Pamir, sözlerine şunları ekliyor:

"Ancak bir kuyu açarken daha kuyu tamamlamadan, tamamlasanız bile yeterli sayıda o rezervi tanımlayacak kuyu açmadan, burada uzun süreli üretim testleri yapmadan, buna ilave olarak analizler yapılmadan, rezerv konusunda net bir şey söylemek hatta tahmini rakam vermek bile sakıncalıdır."

“Getirisi bir yıllık turizm kaybına denk”

Öte yandan ekonomistler bulunan rezervin kapasitesine, üretim ve piyasa koşullarını dikkate alındığında iyimser bir tablo çizmiyor.

DW Türkçe'ye konuşan ekonomist Veysel Ulusoy’a göre 1000 metreküp doğal gazın piyasa fiyatı düşünüldüğünde bulunan rezervin bedeli sıfır maliyetle yaklaşık 30 milyar dolara tekabül ediyor.

Gazın çıkarılması için bir üretim maliyetinin de olacağına dikkat çeken Ulusoy, “Maliyeti de hesaplarsanız belki 20 milyar dolar gibi meblağa denk gelecek. Sadece turizm sektöründe bu yıl 25 milyar dolarlık bir kaybımız var bu yıl minimum. Yani bir yıllık turizm kaybına denk gelen bir rezervin reklamının yapılması gibi bir durum var” değerlendirmesini yapıyor.

Türkiye’nin 700 milyar doların üzerinde Gayri Safi Yurtiçi Hasılası olduğuna dikkat çeken Ulusoy, 30 milyar dolarlık bir kaynağın bu şekilde reklamının yapılmasının doğru olmadığı görüşünde.

“Cari fazla hedefi gerçekçi değil”

Mustafa Sönmez
Mustafa SönmezFotoğraf: privat

Hazine ve Maliyet Bakanı Berat Albayrak yeni bulunan rezervin Türkiye’de artık “cari açığın değil cari fazlanın koşululacağı bir dönemi” başlatacağını ve bu yeni süreçte artık “döviz fazlasının konuşulacağını” söyledi. Ancak ekonomistlere göre bu hedef gerçekçi değil.

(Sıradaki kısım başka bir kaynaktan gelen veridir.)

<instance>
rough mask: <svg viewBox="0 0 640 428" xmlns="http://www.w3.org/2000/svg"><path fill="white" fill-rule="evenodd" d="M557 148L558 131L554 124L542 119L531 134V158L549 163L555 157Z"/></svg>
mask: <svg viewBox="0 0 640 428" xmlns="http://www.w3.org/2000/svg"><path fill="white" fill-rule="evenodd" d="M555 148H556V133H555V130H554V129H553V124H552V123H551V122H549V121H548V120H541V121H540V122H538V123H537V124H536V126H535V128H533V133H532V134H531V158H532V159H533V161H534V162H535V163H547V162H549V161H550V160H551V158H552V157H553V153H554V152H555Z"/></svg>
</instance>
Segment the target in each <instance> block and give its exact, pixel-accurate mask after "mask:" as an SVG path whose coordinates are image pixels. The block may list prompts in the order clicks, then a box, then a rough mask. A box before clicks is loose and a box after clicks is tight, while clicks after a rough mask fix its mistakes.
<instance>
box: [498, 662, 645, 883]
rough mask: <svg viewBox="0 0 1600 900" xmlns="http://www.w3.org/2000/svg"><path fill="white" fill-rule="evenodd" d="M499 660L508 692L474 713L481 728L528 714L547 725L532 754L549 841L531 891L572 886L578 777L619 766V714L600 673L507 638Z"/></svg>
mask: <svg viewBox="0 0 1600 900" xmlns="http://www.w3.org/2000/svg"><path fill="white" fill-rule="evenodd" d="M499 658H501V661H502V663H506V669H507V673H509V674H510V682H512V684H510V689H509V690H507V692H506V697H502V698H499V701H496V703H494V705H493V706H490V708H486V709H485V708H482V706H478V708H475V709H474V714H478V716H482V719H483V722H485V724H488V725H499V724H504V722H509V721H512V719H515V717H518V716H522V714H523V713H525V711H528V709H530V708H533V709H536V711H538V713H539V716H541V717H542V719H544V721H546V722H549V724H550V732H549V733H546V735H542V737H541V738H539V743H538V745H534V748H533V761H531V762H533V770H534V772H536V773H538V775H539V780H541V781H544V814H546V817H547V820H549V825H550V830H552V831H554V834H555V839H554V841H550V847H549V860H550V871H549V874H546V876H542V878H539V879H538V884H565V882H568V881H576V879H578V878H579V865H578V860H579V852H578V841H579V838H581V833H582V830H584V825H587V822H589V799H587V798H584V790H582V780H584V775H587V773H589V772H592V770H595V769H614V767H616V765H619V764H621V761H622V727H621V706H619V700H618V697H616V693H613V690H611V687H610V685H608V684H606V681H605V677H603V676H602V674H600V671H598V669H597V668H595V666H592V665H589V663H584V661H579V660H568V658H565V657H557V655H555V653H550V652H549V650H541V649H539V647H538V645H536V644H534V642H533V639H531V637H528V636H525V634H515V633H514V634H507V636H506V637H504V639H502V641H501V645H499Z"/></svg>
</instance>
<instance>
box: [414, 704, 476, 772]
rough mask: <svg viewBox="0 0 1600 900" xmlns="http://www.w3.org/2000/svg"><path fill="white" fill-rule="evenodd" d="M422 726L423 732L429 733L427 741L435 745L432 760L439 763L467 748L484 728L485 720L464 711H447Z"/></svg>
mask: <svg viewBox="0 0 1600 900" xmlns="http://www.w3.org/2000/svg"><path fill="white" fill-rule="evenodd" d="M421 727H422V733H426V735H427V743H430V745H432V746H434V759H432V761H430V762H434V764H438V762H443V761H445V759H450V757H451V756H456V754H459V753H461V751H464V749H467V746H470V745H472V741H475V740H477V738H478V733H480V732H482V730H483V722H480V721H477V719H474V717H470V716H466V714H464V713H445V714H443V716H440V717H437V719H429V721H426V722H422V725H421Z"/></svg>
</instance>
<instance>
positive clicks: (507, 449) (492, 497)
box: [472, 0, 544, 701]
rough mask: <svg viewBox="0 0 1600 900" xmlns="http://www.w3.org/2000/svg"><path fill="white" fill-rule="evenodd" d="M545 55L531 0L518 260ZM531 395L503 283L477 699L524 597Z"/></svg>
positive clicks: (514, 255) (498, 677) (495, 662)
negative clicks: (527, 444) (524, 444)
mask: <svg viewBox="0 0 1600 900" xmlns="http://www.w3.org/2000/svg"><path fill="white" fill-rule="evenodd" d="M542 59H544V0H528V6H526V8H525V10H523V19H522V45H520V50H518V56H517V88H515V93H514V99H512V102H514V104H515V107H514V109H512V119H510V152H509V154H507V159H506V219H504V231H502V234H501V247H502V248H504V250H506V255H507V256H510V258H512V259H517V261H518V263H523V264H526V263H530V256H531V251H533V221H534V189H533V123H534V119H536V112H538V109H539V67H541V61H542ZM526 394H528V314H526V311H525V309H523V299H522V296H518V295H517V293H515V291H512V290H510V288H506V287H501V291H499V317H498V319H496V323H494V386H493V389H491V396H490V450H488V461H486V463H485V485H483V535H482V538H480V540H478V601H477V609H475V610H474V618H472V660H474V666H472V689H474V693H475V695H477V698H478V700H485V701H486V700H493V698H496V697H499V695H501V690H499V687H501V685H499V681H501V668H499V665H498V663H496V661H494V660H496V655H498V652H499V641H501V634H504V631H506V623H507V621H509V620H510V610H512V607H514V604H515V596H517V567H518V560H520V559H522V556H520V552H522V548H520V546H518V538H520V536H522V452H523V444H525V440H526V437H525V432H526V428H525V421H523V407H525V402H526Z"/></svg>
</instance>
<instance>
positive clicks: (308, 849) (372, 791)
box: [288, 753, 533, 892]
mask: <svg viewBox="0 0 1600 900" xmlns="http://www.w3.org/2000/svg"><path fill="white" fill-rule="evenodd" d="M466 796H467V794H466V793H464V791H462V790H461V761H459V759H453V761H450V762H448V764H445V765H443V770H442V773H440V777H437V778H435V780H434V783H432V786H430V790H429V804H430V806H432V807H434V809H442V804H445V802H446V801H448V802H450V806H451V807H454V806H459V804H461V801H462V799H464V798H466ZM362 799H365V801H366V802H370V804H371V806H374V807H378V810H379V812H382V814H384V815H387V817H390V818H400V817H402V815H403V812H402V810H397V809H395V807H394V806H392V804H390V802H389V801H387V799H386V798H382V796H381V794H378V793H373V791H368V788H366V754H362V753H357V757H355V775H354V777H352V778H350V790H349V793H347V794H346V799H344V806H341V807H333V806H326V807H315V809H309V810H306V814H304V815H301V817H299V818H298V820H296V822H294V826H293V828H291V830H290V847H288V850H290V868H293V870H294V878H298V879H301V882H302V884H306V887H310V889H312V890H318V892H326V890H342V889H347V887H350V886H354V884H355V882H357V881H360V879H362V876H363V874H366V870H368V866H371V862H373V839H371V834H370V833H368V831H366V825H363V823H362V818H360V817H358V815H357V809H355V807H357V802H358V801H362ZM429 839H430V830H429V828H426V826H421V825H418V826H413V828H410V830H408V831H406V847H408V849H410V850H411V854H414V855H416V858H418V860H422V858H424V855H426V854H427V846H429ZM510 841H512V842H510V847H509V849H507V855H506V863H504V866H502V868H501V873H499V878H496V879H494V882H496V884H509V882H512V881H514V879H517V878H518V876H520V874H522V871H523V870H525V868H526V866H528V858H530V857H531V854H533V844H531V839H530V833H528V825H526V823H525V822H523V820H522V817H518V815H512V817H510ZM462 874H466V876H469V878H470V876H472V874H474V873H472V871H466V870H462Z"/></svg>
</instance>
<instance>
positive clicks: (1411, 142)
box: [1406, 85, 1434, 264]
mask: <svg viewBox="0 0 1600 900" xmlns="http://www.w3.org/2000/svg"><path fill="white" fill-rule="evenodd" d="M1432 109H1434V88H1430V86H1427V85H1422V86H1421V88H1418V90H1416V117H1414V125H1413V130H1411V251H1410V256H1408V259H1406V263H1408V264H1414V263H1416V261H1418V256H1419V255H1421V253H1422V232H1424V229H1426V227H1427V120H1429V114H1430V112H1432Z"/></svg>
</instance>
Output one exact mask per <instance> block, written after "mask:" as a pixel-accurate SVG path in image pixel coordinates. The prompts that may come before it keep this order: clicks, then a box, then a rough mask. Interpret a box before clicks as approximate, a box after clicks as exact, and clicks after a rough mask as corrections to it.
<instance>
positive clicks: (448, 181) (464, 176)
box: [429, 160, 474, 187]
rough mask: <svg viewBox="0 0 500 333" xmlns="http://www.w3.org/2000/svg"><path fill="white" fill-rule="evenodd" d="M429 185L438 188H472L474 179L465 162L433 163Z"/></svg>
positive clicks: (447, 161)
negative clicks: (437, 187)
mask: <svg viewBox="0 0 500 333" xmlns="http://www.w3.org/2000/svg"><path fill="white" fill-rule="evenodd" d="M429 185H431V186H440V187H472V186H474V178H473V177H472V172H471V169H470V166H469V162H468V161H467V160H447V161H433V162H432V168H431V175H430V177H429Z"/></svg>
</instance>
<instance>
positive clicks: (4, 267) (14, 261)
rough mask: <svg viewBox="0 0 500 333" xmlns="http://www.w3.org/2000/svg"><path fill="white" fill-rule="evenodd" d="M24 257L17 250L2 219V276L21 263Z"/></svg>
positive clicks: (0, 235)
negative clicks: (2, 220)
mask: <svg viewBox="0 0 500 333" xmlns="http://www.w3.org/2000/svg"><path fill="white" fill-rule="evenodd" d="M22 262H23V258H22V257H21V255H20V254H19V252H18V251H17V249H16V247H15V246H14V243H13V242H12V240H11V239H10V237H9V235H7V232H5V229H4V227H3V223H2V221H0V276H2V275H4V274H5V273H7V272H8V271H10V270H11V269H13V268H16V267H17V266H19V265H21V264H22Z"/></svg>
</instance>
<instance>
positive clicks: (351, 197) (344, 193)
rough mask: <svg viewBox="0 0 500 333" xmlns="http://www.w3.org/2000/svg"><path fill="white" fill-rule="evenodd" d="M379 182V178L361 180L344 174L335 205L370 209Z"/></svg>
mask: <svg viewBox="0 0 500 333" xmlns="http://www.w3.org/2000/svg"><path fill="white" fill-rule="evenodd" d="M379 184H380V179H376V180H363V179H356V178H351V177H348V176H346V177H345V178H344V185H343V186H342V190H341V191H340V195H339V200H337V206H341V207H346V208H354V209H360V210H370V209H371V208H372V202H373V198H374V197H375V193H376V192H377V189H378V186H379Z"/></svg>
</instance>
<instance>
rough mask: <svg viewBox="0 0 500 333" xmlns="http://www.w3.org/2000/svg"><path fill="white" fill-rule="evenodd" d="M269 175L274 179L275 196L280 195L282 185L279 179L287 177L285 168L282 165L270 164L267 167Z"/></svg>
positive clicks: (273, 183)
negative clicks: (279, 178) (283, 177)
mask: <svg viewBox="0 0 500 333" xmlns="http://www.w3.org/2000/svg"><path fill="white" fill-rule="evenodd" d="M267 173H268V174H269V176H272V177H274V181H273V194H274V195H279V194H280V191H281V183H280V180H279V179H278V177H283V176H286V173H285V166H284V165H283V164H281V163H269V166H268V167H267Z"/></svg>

Ekonomist Mustafa Sönmez “Cari fazla veren ülke diye bakacak olursak eğer Almanya, Japonya ve Çin’i görüyoruz. Enerji ihracatçısı Rusya’nın bile cari fazlası yok. İran yine aynı şekilde” tespitini yapıyor. DW Türkçe’ye konuşan Sönmez, “Bu söylemi ciddiye almak mümkün değil bilimsel olarak. Tümüyle propaganda kokan bir şov ile karşı karşıyayız. Zaten piyasalarda da olumlu bir hareketlilik olmadı. Dolar fiyatı 7.20’lerden 7.30’lara çıktı” yorumunda bulunuyor.

Ulusoy’a göreyse enerji faturasını cari açık ve cari fazla ile değerlendirmek doğru değil. Ulusoy, “Büyümeye katkı yapan bir enerji faturası her zaman cari açığı kapatmış yerine göre cari fazla da koymuştur. İkinci yaklaşım biz enerjide ihracatçı olacağız gibi yaklaşımlar siyasetin seçime yönelik tutumlarıdır” diyor. Cari açığın kapatılıp cari fazla vereceğimiz günlerin gelmesini ise kısa ve uzun vadede gerçekçi bir hedef olarak görmediğini belirtiyor.